Biden Cancels Trump’s Planned ‘Garden of American Heroes’

Biden Cancels Trump’s Planned ‘Garden of American Heroes’

Joe Biden nixed one of Donald Trump’s plans for a lasting legacy: A National Garden Of American Heroes, filled with statues of historical figures, sports stars, entertainers, business figures, activists and inventors.

In an executive order of his own, Biden abolished the Trump-formed task force to create the new monument, which the former president proposed last year. It was to have featured sculptures of dozens of American historical figures, including presidents, athletes and pop culture icons, envisioned by Trump as “a vast outdoor park that will feature the statues of the greatest Americans to ever live.”
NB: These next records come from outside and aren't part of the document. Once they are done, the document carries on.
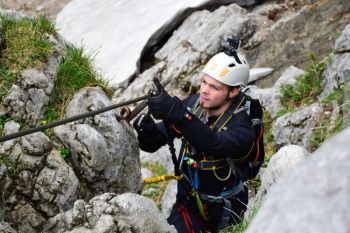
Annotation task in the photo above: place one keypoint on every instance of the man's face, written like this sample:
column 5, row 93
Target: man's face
column 213, row 94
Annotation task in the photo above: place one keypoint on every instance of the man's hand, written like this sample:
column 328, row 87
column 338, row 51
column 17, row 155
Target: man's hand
column 145, row 125
column 160, row 106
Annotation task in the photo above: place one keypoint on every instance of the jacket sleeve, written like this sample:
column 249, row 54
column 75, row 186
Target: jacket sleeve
column 235, row 142
column 151, row 143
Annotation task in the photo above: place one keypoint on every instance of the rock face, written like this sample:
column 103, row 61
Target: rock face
column 129, row 213
column 296, row 128
column 294, row 35
column 28, row 98
column 180, row 61
column 104, row 151
column 313, row 196
column 284, row 160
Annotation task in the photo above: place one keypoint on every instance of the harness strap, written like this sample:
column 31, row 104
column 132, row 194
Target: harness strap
column 158, row 179
column 187, row 219
column 226, row 215
column 210, row 164
column 224, row 195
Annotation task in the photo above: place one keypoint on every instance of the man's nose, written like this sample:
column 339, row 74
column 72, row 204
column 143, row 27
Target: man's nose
column 206, row 89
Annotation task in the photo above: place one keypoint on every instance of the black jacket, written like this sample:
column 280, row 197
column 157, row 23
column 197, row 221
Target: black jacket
column 234, row 142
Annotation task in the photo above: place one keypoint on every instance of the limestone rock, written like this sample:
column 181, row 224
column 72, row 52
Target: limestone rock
column 110, row 213
column 313, row 196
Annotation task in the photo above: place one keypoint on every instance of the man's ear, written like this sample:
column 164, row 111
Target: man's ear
column 234, row 92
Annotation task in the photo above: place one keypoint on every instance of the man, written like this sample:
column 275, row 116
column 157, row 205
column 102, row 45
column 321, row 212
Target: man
column 211, row 194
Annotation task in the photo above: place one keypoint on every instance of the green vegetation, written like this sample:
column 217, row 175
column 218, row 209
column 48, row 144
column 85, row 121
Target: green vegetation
column 74, row 73
column 306, row 88
column 269, row 145
column 12, row 170
column 240, row 227
column 304, row 92
column 159, row 188
column 65, row 153
column 26, row 45
column 326, row 126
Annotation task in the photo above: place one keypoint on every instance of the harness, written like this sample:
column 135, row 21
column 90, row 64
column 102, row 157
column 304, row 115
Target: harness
column 190, row 183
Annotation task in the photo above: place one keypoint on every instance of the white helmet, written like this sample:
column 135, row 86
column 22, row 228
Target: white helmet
column 230, row 70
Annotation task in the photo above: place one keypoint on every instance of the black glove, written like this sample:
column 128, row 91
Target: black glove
column 161, row 105
column 145, row 125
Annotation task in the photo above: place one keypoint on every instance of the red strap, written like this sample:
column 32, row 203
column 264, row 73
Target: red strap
column 257, row 144
column 188, row 223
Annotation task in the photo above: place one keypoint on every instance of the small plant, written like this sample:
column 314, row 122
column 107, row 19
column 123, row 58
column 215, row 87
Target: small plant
column 65, row 153
column 12, row 170
column 269, row 144
column 157, row 170
column 25, row 45
column 306, row 88
column 326, row 127
column 240, row 227
column 74, row 73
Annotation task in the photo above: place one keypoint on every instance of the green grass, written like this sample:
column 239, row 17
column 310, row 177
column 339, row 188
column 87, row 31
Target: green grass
column 306, row 89
column 157, row 170
column 12, row 170
column 75, row 72
column 240, row 227
column 326, row 127
column 25, row 45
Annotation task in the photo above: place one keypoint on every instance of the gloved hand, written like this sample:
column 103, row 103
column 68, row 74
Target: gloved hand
column 161, row 105
column 145, row 125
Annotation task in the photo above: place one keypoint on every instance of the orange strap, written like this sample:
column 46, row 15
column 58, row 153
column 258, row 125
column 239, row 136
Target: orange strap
column 188, row 223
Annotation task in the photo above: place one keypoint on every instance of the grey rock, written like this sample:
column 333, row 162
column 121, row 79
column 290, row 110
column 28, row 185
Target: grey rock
column 290, row 37
column 270, row 98
column 169, row 198
column 346, row 104
column 161, row 156
column 181, row 59
column 24, row 218
column 56, row 186
column 9, row 128
column 1, row 36
column 3, row 171
column 313, row 196
column 342, row 44
column 336, row 74
column 296, row 128
column 36, row 144
column 5, row 227
column 104, row 151
column 288, row 76
column 284, row 160
column 110, row 213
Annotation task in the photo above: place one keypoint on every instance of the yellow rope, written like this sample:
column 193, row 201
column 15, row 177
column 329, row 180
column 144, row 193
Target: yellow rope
column 219, row 178
column 158, row 179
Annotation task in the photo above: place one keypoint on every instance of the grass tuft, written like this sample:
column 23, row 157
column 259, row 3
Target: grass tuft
column 306, row 89
column 75, row 72
column 25, row 45
column 157, row 170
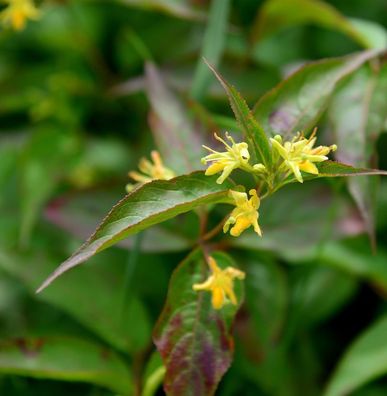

It was a response in part to the pulling down of statutes during protests following the death of George Floyd, as well as the planned removal of Confederate monuments across the country.

Planners of the National Garden had envisioned a massive monument, perhaps even larger than the National Mall, with more than 200 names put forward for inclusion. But the project never got congressional funding, leading to great skepticism that it ever would see the light of day. Many recently opened monuments in Washington, D.C., like the Dwight D. Eisenhower Memorial and the National World War I Memorial, were built after years of planning and design battles.

“We will raise the next generation of American patriots,” Trump said during a speech last July at Mount Rushmore where he announced his idea for the garden. “We will write the next thrilling chapter of the American adventure. And we will teach our children to know that they live in a land of legends, that nothing can stop them, and that no one can hold them down.”

Trump had named a task force to work on the national garden, but it didn’t get much farther than the planning stage.

Biden also rescinded Trump’s executive order that called for a crackdown on social media companies, after Twitter began labeling some of his tweets for fact-checking purposes. That order called for the Justice Department and eventually the FCC to investigate whether changes could be made to a federal law that gives platforms legal immunity for the way that they moderate content.